3.3. Lessons Learned from the Implementation of WES in Sub-Saharan Africa
Key lessons were identified across multiple aspects of the project, from capacity building to laboratory analyses, regarding the design and implementation of WES in sub-Saharan Africa (
Table 5). The lessons learned were documented throughout the sampling period and discussed in various meetings.
Existing laboratory and field capacities varied between sites, highlighting the need for refresher training, ongoing technical support, and formal collaboration agreements to mitigate high staff turnover. A clear definition of stakeholder roles and building on existing systems (e.g., GPEI) was also essential for sustaining WES implementation. Site selection required early definition of WES objectives, stakeholder consultation, and careful consideration of population coverage, particularly in non-sewered or rural settings where data were scarce or fragmented. Country-specific experiences highlighted the importance of flexible site selection and contingency planning: in the DRC, planned sampling in Goma was relocated to Kinshasa due to security concerns. Clinical data limitations, such as combined (typhoid and paratyphoid fever clinical data) or syndromic case reporting, also complicated comparisons with environmental results.

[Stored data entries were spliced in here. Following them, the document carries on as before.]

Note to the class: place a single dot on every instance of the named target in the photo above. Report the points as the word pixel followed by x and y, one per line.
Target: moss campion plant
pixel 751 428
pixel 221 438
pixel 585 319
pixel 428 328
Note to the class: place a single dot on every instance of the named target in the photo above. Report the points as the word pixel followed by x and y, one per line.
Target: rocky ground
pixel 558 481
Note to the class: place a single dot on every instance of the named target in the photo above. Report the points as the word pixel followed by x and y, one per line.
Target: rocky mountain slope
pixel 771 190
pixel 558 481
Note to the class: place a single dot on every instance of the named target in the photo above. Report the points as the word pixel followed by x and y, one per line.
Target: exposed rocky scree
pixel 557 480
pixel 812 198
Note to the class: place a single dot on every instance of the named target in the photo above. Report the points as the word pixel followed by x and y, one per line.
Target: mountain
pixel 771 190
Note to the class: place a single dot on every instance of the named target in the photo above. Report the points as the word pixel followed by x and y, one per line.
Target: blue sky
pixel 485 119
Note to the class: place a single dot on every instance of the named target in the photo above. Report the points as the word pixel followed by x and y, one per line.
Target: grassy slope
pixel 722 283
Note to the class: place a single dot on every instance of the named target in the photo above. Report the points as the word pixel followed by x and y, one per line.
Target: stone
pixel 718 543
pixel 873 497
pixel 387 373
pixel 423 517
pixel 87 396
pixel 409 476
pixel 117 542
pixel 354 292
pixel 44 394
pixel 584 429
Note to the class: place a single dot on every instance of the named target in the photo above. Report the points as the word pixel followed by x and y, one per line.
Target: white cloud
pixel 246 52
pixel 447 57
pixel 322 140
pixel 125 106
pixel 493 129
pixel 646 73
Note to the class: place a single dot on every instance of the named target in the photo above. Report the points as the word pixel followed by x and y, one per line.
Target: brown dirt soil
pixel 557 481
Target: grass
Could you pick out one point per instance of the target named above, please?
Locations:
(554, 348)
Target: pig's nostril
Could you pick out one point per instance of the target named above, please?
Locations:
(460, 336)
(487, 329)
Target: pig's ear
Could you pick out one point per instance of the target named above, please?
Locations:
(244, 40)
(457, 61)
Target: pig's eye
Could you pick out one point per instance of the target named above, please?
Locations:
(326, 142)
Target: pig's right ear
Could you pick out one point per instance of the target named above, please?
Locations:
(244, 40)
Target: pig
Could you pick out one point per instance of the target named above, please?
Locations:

Coordinating sampling timetables and ensuring timely sample transport proved challenging, particularly in large urban areas or during seasonal disruptions, and accessing certain sites required advance planning and collaboration with local authorities. Laboratory capacity was a critical challenge, as culture-based methods were technically demanding, and local reagent supply was limited. Data processing and flow were often slow, limiting the potential for timely public health action.
4. Discussion
The greatest opportunities, and perhaps the most significant challenges, for wastewater and environmental surveillance (WES) currently lie in Africa, as it is particularly valuable when it fills critical information gaps, especially in settings where clinical surveillance data are limited and delayed. These limitations in clinical surveillance are further amplified in many African contexts by recurrent disease outbreaks, rapid urbanization, and environmental degradation, which together hinder reliable and timely public health surveillance and actions (Manirambona et al. 2024).
This study explored and evaluated the implementation of WES for diarrhoeal waterborne pathogens across three sub-Saharan African countries: Burkina Faso, the DRC, and Tanzania. By targeting V. cholerae and S. Typhi, and incorporating sewered, non-sewered, and surface water sampling matrices, the study assessed the feasibility of WES in diverse sanitation contexts. The findings highlight both the practical challenges and the successes of designing, implementing, and harmonising WES systems, offering insights for future surveillance initiatives in LMIC settings.
4.1. WES Implementation and Laboratory Findings
To reflect the diversity of sanitation infrastructures across the study countries, the ODIN project incorporated sewered and non-sewered systems, and surface water bodies as sampling matrices. In settings with minimal or poorly structured sewer coverage, non-sewered systems and environmental water bodies, such as rivers and dams, can capture pathogens shed by local populations (Acharya et al. 2024; Saleem et al. 2019; WHO 2019). In this study, wastewater sites included closed sewage systems, such as a manhole and wastewater pipelines, WWTPs, and an open channel serving as non-sewered system. Surface water sampling targeted rivers and dams receiving untreated sewage outflows, including human waste and greywater discharges, serving as a critical proxy for community-level pathogen circulation, particularly in informal urban and peri-urban settlements where sewer networks are scarce. Several sites were affected by open defecation or solid waste inputs, conditions that increase the likelihood of detecting human-derived pathogens. Others were impacted by upstream agricultural, industrial, or hospital discharges, introducing complex mixtures of contaminants that can affect pathogen persistence and detection (Borreca et al. 2024; Emmanuel et al. 2009; Sasakova et al. 2018). High-mobility areas, including densely populated trading zones, allowed monitoring of transient populations. Together, these complementary sampling strategies supported more equitable geographic and demographic surveillance coverage and could help capture populations that may be frequently overlooked in conventional WES programs.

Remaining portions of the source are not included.